Cnooc Ltd., China's biggest offshore oil producer, said first-half profit rose 38 percent to a record because of soaring energy prices and demand in the world's fastest-growing major economy.
Net income increased to 16.3 billion yuan ($2.04 billion), or 0.39 yuan a share, from 11.8 billion yuan, or 0.29 yuan, a year earlier, the company said in a statement today. Profit beat the 15.6 billion yuan median estimate in a Bloomberg News survey of seven analysts.

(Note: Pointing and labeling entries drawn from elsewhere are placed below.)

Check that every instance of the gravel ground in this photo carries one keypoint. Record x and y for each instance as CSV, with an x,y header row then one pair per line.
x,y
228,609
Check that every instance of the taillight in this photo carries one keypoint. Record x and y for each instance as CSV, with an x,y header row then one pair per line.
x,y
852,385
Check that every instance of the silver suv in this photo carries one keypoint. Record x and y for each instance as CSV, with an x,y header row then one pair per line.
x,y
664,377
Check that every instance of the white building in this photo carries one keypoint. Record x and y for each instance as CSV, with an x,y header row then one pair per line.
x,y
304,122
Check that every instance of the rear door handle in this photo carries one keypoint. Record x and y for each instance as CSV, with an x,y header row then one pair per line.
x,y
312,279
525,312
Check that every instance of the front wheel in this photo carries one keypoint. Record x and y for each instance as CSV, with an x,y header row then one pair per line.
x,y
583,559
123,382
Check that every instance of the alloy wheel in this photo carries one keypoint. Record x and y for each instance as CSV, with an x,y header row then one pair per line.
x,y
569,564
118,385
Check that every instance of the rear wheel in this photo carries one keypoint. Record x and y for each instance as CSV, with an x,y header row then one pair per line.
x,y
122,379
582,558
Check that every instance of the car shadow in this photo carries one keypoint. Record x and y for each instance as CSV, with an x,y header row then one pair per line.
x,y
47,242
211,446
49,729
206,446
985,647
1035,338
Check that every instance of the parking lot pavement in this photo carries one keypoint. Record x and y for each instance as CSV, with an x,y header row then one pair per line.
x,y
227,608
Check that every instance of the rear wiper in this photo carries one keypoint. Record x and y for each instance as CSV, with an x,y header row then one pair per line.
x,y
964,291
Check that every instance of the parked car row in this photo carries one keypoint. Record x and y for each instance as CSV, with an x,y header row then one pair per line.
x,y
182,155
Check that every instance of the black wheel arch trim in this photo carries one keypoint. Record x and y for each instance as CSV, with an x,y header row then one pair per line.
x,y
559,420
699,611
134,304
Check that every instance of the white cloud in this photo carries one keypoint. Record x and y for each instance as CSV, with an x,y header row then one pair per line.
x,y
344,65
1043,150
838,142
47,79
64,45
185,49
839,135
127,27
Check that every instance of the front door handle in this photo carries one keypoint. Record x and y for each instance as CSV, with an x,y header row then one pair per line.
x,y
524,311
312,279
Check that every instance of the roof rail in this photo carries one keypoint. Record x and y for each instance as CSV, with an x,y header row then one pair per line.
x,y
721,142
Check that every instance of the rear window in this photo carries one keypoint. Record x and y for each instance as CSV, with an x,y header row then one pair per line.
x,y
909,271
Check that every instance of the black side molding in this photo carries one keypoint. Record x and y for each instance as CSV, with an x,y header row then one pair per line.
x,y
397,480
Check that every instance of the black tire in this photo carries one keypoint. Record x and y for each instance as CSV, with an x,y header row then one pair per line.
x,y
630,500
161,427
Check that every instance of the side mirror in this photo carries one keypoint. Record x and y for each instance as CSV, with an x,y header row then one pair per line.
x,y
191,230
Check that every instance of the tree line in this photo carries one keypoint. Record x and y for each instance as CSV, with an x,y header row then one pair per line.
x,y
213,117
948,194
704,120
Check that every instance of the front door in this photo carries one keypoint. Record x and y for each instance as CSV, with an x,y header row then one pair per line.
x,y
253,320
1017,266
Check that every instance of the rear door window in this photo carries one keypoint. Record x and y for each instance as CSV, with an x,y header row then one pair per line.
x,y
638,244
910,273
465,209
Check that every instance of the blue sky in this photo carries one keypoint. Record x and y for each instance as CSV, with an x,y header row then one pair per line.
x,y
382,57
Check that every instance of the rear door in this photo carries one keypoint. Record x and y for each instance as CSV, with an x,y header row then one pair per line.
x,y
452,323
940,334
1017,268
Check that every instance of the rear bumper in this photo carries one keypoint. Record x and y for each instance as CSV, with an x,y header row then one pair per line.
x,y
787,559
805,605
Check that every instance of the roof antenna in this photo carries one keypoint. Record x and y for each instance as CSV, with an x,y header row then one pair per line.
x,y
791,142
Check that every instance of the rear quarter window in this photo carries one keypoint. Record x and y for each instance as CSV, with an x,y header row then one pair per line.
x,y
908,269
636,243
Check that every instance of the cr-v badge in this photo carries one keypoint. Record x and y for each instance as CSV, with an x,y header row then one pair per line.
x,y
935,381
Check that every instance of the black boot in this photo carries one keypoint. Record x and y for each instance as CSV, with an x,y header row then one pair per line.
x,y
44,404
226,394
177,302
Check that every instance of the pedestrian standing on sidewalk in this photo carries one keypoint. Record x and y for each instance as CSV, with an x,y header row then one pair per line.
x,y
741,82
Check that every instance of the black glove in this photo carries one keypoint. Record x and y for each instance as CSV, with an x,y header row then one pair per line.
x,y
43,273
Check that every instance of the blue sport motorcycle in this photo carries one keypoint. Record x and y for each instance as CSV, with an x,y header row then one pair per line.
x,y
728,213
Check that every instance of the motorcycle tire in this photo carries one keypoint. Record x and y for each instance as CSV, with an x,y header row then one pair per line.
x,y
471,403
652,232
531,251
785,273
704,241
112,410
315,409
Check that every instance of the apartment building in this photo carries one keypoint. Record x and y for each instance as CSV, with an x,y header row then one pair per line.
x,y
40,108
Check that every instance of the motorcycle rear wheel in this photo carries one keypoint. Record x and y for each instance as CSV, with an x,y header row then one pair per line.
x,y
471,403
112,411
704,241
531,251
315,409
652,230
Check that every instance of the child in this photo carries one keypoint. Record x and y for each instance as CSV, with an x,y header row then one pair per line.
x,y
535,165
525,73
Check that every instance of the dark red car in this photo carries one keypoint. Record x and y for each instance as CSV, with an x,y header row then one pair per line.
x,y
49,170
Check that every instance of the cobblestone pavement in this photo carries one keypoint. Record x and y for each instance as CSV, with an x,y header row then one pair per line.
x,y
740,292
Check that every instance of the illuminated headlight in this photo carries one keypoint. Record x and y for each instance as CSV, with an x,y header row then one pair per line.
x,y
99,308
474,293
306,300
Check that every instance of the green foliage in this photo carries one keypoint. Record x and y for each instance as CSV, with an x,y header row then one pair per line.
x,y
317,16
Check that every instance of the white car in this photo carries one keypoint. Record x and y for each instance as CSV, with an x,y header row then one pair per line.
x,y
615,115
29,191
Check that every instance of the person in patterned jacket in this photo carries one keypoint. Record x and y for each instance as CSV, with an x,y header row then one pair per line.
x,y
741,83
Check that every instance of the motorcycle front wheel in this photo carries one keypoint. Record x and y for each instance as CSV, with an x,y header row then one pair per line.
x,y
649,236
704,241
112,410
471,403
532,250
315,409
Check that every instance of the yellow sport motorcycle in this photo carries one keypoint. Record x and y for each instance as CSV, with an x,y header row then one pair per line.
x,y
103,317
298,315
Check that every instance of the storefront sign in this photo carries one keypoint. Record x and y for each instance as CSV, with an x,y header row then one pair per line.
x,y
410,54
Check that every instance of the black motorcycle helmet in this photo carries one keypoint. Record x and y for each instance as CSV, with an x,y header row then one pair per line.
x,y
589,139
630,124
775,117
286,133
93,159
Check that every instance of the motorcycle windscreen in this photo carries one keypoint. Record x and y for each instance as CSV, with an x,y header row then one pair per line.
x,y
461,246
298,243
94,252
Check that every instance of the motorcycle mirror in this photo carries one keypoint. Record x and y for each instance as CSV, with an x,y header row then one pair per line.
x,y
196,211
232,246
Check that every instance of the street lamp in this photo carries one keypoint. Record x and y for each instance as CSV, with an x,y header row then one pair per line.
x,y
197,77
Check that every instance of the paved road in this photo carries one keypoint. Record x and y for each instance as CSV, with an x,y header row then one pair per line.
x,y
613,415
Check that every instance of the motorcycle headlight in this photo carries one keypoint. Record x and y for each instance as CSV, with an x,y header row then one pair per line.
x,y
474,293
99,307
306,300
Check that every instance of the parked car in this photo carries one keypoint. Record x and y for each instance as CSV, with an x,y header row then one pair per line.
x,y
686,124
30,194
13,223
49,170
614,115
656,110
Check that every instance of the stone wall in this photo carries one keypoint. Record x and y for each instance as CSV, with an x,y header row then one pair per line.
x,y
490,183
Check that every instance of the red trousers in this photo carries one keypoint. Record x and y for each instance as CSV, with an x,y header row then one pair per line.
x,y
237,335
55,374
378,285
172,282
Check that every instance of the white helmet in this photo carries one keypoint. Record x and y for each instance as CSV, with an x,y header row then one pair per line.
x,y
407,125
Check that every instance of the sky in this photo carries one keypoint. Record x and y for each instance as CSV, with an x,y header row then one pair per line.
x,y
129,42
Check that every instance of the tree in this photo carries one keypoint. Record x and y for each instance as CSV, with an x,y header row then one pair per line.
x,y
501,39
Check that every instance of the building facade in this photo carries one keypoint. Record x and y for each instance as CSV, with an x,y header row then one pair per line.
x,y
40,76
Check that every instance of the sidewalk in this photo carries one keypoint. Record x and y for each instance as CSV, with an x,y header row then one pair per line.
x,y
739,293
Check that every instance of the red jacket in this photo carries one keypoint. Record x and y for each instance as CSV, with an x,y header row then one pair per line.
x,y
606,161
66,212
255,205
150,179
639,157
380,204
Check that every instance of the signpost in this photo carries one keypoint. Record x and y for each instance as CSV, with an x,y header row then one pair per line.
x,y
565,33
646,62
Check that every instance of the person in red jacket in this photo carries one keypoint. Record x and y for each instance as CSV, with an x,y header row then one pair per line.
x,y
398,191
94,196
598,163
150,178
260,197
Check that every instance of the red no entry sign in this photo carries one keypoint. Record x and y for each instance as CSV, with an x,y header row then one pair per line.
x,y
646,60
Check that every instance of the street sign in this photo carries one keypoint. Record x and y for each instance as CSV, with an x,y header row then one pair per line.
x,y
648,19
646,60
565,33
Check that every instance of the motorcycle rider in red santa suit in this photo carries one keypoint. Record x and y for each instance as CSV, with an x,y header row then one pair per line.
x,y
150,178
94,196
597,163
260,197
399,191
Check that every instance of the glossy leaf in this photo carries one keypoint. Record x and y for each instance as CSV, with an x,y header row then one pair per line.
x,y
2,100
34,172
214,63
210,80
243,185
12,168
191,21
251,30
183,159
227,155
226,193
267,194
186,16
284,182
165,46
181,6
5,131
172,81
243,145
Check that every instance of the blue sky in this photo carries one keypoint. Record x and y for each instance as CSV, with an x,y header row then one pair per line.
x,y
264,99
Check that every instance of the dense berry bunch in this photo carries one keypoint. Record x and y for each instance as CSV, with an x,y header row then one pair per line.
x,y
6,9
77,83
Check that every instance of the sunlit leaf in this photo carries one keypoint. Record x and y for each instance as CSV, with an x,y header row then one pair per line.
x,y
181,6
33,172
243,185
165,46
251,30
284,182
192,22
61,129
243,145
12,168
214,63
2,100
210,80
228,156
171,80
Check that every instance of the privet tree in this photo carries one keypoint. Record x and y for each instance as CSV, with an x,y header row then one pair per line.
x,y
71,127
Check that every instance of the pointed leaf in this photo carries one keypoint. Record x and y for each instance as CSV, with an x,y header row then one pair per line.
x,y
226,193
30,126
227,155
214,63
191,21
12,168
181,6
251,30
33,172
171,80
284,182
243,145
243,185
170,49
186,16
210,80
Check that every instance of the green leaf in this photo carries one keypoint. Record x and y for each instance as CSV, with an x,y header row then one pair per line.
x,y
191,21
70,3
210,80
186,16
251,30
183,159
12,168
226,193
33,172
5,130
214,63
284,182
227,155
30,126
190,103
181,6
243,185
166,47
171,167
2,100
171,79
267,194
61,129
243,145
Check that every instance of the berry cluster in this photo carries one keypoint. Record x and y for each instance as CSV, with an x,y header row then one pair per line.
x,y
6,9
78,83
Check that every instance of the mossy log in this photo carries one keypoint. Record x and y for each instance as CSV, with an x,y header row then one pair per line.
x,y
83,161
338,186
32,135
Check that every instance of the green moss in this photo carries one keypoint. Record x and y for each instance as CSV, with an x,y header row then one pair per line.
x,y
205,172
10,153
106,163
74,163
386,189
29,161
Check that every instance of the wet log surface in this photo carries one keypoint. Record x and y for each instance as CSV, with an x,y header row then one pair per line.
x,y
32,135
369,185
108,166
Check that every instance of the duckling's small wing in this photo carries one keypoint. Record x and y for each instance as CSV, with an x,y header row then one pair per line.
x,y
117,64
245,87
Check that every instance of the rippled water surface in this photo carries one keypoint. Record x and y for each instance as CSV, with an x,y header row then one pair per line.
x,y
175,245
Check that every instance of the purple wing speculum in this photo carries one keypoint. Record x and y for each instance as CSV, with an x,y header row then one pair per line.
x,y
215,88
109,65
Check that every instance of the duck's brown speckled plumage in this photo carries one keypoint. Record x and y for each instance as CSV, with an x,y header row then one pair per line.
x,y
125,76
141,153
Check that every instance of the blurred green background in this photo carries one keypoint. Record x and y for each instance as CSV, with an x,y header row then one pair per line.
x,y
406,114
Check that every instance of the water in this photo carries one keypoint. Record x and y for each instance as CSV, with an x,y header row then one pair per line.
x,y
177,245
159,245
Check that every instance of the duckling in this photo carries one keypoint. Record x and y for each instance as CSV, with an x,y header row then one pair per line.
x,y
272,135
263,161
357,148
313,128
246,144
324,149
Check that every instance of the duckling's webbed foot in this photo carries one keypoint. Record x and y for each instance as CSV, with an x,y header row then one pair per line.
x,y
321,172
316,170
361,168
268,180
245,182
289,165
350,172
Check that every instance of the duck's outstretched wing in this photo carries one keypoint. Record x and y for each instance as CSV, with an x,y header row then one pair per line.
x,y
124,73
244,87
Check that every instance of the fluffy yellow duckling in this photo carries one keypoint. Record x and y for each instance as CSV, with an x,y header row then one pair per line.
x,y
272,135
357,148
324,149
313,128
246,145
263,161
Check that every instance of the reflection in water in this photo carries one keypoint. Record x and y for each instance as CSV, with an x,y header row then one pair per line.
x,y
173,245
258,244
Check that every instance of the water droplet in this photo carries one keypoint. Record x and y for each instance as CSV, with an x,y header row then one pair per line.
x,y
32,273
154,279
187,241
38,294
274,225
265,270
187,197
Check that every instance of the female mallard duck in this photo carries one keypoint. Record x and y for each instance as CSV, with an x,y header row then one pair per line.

Rising earnings have given Chairman Fu Chengyu cash to seek oil and gas reserves in Asia and Africa, where Beijing-based Cnooc spent $2.7 billion buying Nigerian fields this year. China's third-largest oil company increased profit at a faster pace than bigger rivals PetroChina Co. and China Petroleum & Chemical Corp., which lost money at their refineries.
Total oil and gas production rose 7.4 percent to the equivalent of 81.7 million barrels of oil. Output from fields off China rose 7.2 percent to the equivalent of 74.4 million barrels of oil.
The company made six new oil and gas discoveries in the first half of this year and started production at four oil and gas projects, Cnooc said in the statement.
Cnooc increased earnings even as a shortage of equipment delayed repairs at a South China Sea field that accounts for about 5 percent of its output.